The litter that I was supposed to get my puppy from ended up not happening because the breeder realized 6 weeks after being bred that she was not pregnant.  i just found this out today. Does anyone know if any reputable breeders (preferrably Southern CA but willing to ship) that will have a puppy ready to go home in August or September? 

Thanks guys!


----------



## MilesMom (Jun 21, 2012)

Check the recent thread called 'cancelled litter'. Same exact thread. So sorry about the disappointment! 

As I mentioned in that thread, I know rusty dog ranch and moonlight vizslas are expecting a fall/ winter litter but I do not know how long their wait lists are. Our dogs are from RDR and we waited awhile for them. Our second was just born. Other reputable breeders I have heard of in SoCal are Mudbone, red diamond, and russet leather but I am not sure of their litter schedule. 

Good luck!!


----------



## MCD (May 4, 2013)

I know of possibly 2 breeders in Canada Specifically Ontario. But I again don't know how long their wait lists are and when puppies are actually due and can go home. I believe they are Ferngold Vizslas in Unionville. and the other is Chakra Vizslas in Peterborough. These 2 are listed in the Vizsla Society of Ontario on their breeder's list. I have had contact with at least a few breeders from this list in trying to get Dharma who was born on May 24. She come home to us in July.


----------



## WillowyndRanch (Apr 3, 2012)

Free Professional advice removed by Author.


----------



## JoanTheJet (Oct 24, 2012)

You should check out Chenoweth Farms Vizslas/Countryside Kennels. They are out of Illinois. Great people, and we have the sweetest little girl from them! We shipped to CO, I don't think it was overly costly.

GOOD LUCK!!


----------



## JoanTheJet (Oct 24, 2012)

ALSO.....make sure to check YouTube and Facebook. Chenoweth Farms has a YouTube channel because that is how they show their dogs to the buyers from out of state. They have an awesome lady named Irene who takes care of all the puppies full time. I felt it REALLY helped with Joan's temperament.


----------



## mswhipple (Mar 7, 2011)

Vizslalover925, I'm sorry for your disappointment!!  You will get just the right puppy before too long.

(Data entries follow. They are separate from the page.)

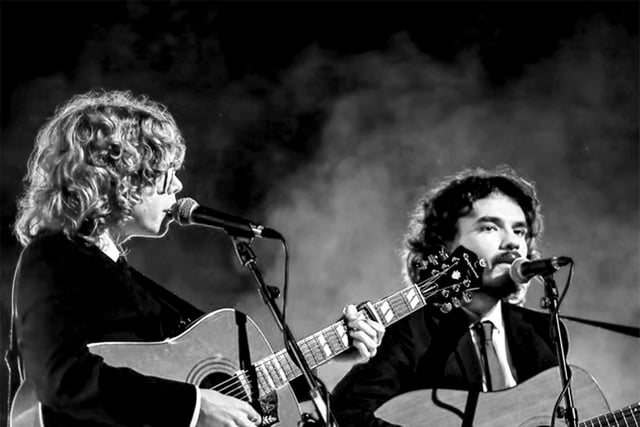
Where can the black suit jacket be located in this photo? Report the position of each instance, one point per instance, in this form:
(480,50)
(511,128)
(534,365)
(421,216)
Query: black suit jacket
(69,294)
(431,350)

And look at it this way... The two Vizslas involved in the unsuccessful attempt had a little extra fun, at least! ;D


----------



## lpdonahue (May 20, 2013)

We got our male from a breeder in Montana. She shipped our male to us all the way in Vermont. Her name is Brianna Rhoten 952-201-6126 i dont know if she is still breeding but you can try. Our Ruger is beautiful and a great dog.


----------



## Rudy (Oct 12, 2012)

Southern Cal

and San D.

"RedHawk Vizslas" 

"Firestormbirddogs.com" 

Tell them big Nordic sent you ;D

these 2 Humblecous mates

Warren a stud dog handler field or show 

$1,500 per pup need phone numbers feel free

Hunting and Show machines


----------



## jld640 (Sep 29, 2010)

We had good luck with Rocky Mountain Vizslas in Ramona, CA. I've been to 2 of her reunions and all of the other families seem happy with their pups, too. I'm not sure what Marilyn's schedule is for litters, but in my opinion, it's worth checking.


----------